Eu sei. Estás preocupada.
Todos os dias o teu filho chega a casa com uma história sobre AQUELA criança.
Aquela que está sempre a bater, a empurrar, a beliscar, a arranhar e até a morder às outras crianças.
Aquela que tem de ir sempre de mão dada comigo na fila para a sala.
Aquela que tem um lugar especial no tapete, e às vezes senta-se numa cadeira em vez de se sentar no chão.
Aquela que teve que sair da sala de brinquedos, porque os brinquedos não foram feitos para ser atirados.
Aquela que trepou a cerca do parque exatamente enquanto eu dizia para não o fazer.
Aquela que entornou o leite do colega no chão num acesso de raiva.
De propósito. Enquanto eu estava ali, a olhar para ela. E depois, quando eu pedi que limpasse, acabou com o rolo de papel inteiro! De propósito. Enquanto eu observava. Aquela que diz PALAVRÕES à séria na aula de educação física.
Estás preocupada porque acreditas que esta criança poderá prejudicar a experiência de aprendizagem do teu filho.
Tens medo que esta criança ocupe grande parte do meu tempo e da minha energia, e que o teu filho não receba a atenção necessária e merecida.
Tens medo que esta criança magoe alguém a sério um dia. E tens medo que esse “alguém” seja o teu filho.
Tens medo que o teu filho também comece a ser agressivo.
Tens medo que o teu filho possa ficar para trás porque eu talvez não consiga aperceber-me de que ele está com dificuldades a fazer a pega do lápis. Eu sei.
O teu filho, este ano, com esta idade, não é AQUELA criança.
O teu filho não é perfeito mas geralmente segue as regras. Ele é capaz de partilhar brinquedos pacificamente. Ele não atira os brinquedos. Ele põe o dedo no ar para falar. Ele trabalha quando é para trabalhar, e brinca quando é para brincar. Sempre que vai à casa de banho volta direto para a sala de aula sem se distrair. Ele nem conhece os palavrões. Eu sei.
Eu sei, e também estou preocupada.
Eu estou sempre preocupada. Com TODOS os meus alunos.
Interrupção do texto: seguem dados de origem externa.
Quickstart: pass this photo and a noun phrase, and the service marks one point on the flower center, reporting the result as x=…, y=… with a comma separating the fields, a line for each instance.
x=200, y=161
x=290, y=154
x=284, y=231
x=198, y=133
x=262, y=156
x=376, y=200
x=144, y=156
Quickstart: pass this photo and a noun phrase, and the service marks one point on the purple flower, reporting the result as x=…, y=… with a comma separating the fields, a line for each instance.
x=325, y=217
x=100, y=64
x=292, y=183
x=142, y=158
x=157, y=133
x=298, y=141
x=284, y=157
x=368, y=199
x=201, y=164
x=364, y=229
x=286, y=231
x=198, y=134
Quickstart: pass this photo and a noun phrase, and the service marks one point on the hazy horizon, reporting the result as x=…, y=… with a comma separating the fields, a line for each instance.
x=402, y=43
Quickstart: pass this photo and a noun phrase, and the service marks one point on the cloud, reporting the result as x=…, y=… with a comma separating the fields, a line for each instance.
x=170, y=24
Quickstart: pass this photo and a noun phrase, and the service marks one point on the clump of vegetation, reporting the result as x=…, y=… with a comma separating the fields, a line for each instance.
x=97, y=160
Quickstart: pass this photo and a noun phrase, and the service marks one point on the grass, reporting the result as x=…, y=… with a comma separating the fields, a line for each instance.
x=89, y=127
Preocupo-me com a pega do lápis do teu filho, com os sons das letras de outra criança, com a timidez do mais pequeno da sala e com a lancheira vazia de outros. Eu preocupo-me que o Lucas não venha suficientemente agasalhado e que o pai de Talita grite com ela por escrever a letra B ao contrário. Penso neles enquanto vou a conduzir para casa e quando estou a tomar banho de manhã, porque os meus pensamentos estão sempre com eles.
Mas eu sei, que queres falar sobre AQUELA criança.
Porque os Bs ao contrário de Talita não vão deixar o teu filho com um olho roxo. Eu também quero falar sobre aquela criança, mas há tantas coisas que eu não te posso dizer.
Eu não te posso dizer que ele foi adotado aos 18 meses.
Eu não te posso contar que está a fazer uma dieta de eliminação de possíveis alergias alimentares, e que por isso está SEMPRE com fome.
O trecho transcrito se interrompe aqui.